Another term often used in conjunction with NLP is ‘text mining’ or ‘text data mining’, which categorises groups of text using automatic processes and so derives high-quality data from it.

All of this has a number of uses in underwriting.

In our first article we mentioned the explosion of new and expanded data sources that are becoming available to the underwriter. Some of the newer kids on the block include motor vehicle records, prescription histories, credit and other financial data, and electronic health records (EHRs) from personal physicians, and hospitals. How does the underwriter avoid drowning in a sea of data? It’s important to remove the background noise and focus on what is useful.

The answer, of course, is technology such as OCR and NLP. At the moment NLP and OCR are converging and are starting to be used in combination.

The most obvious application in the underwriting world is the automatic extraction of data from unstructured sources (such as the application form, laboratory test results and physician statement information) in an efficient way and feeding it into the underwriting decision-making process.

Digital health data contains both structured and unstructured data, and of course the unstructured data will contain useful information. The structured data may well contain a code that records a diagnosis, but the unstructured data may be crucial to understanding significance – for example severity; as we explained before, context is vital to understanding. But it can be a real challenge, for example in mental illness in which just a diagnosis code may not really convey much.

Trawling through related unstructured data may be time-consuming but may well yield information that is not covered in the structured data. But there are a number of tools now available that can help with extracting, understanding and contextualising unstructured documents using state-of-the-art NLP models. At a very high level, this process might look something like this:

  1. Read and extract relevant terms.
  2. Normalise those terms, removing redundancies.
  3. Put the terms into some sort of context.
  4. Identify what is significant and what is not.
  5. Organise the data to make it easy (or easier) for a human (or a clever machine) to process it and understand the impact in terms of risk.

Again, maybe in a slightly simplistic way, this describes the case for putting OCR and NLP to work in order to summarise an applicant’s health information and place it into some sort of underwriters’ dashboard.

In our opinion the road to success in the use of AI is to create a series of building blocks which can be used to support either automated underwriting systems or the work of the human underwriter. We can’t see AI completely replacing the experienced underwriter any time soon but the machine can certainly a) help the human make better and faster decisions, and b) increase the power of automated underwriting, pushing up straight-through processing rates.

The trick with AI is not to try and solve all the problems in one go – to ‘boil the ocean’ as it were – but rather create incremental success based on steps which achieve the ultimate goal. One example might be the automated processing of EHRs by an underwriting engine. Do you have the system ‘ingest’ the content of your underwriting manual with the goal of eliminating human intervention, or do you work in steps to summarise physician’s statements, eliminating boring and lengthy processes that are prone to error, and create something of real value in the underwriting process? Arguably this could be one of a series of building blocks to the ‘holy grail’ of automating the underwriting of the EHR.

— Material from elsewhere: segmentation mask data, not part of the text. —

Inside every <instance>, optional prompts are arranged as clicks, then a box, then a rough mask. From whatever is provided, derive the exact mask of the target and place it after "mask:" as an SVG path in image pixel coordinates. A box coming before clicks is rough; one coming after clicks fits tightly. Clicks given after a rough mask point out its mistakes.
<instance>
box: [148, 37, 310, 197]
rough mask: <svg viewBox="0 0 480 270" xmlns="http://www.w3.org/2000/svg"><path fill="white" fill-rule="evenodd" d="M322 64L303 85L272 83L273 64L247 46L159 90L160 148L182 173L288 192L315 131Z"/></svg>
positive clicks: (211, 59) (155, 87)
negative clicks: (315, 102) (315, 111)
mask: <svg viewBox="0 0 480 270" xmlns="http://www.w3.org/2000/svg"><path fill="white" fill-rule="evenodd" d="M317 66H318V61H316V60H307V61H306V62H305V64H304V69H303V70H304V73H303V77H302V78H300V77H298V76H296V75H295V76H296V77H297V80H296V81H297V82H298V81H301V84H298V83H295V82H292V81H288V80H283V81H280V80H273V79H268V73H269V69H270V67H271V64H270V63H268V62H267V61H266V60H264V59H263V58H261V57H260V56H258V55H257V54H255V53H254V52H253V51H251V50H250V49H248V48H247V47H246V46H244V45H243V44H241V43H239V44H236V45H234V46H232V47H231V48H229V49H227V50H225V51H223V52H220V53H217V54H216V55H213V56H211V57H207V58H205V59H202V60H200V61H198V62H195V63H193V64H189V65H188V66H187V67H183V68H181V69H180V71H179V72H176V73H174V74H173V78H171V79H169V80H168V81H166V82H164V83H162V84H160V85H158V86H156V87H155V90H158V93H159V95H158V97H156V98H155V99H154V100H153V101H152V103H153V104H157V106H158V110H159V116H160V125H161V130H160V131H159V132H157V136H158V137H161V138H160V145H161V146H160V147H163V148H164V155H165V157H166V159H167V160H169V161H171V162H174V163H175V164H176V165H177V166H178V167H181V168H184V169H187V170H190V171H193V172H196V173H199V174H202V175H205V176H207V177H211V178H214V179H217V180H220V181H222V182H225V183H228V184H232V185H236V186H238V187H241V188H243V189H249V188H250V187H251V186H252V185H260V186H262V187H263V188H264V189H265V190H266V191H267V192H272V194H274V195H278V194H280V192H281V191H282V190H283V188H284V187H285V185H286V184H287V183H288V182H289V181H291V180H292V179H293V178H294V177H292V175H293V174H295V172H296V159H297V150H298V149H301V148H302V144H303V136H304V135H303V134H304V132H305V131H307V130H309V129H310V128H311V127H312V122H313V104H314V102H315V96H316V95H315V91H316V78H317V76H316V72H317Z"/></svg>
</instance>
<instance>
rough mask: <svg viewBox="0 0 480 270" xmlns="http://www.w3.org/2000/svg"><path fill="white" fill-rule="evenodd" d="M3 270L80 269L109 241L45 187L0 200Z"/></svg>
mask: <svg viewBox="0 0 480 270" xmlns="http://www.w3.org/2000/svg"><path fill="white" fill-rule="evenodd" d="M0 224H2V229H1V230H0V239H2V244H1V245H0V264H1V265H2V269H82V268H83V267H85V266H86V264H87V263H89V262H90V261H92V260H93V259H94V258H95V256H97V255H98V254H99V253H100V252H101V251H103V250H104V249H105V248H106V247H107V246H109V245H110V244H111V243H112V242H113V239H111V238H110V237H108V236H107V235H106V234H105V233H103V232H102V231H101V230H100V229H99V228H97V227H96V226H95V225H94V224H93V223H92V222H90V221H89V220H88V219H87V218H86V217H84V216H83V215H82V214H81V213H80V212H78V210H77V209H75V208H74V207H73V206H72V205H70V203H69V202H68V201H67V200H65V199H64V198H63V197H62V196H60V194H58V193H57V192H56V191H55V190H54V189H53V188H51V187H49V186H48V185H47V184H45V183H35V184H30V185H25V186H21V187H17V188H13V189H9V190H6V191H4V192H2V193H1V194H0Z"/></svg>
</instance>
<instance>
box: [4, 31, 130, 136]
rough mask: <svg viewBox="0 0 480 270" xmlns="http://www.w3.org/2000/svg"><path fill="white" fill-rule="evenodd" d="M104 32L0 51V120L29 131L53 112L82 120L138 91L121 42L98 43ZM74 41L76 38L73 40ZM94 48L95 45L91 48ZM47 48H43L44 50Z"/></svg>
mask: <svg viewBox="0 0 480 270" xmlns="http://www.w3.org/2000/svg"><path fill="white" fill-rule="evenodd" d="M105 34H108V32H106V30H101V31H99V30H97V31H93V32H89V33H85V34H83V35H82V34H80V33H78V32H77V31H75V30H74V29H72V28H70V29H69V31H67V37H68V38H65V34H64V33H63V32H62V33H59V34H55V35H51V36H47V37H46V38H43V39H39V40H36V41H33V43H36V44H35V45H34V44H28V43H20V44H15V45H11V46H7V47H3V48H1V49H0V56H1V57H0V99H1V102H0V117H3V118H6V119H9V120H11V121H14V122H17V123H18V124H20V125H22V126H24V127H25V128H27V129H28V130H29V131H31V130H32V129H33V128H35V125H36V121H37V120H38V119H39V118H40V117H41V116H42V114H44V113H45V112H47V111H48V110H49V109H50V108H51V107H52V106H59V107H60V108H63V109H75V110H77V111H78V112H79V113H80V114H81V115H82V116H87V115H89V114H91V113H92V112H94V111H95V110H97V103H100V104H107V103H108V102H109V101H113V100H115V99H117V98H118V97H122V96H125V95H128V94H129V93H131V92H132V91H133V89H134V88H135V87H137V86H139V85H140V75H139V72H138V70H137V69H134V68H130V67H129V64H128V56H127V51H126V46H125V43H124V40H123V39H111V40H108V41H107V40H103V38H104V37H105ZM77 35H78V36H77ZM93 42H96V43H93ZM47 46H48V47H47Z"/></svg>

AI can process text but that is not the same as understanding what it means. So an AI system could digest an on-line encyclopaedia and win a quiz show,1 but digesting a manual and then being able to understand the underwriting process and make risk decisions is another matter. Computers are great at processing repetitive tasks much quickly and more accurately than human beings. Replicating the decision-making process – that is second nature to an experienced underwriter – is a whole different ball game.

So, the computer, which doesn’t get bored, is quite happy wading through a 300-page case file. OCR and NLP together can sift through these and serve up to the underwriter what it thinks is important, thus saving the human time. The computer, whilst good, at the moment remains a tool to cope with the vast amounts of data being thrown at the human underwriter. For now, the expert human insight remains exactly that.

  1. In 2011 IBM’s ‘Watson’ question-answering computing system won the American quiz show ‘Jeopardy!’ against the reigning (human) champions.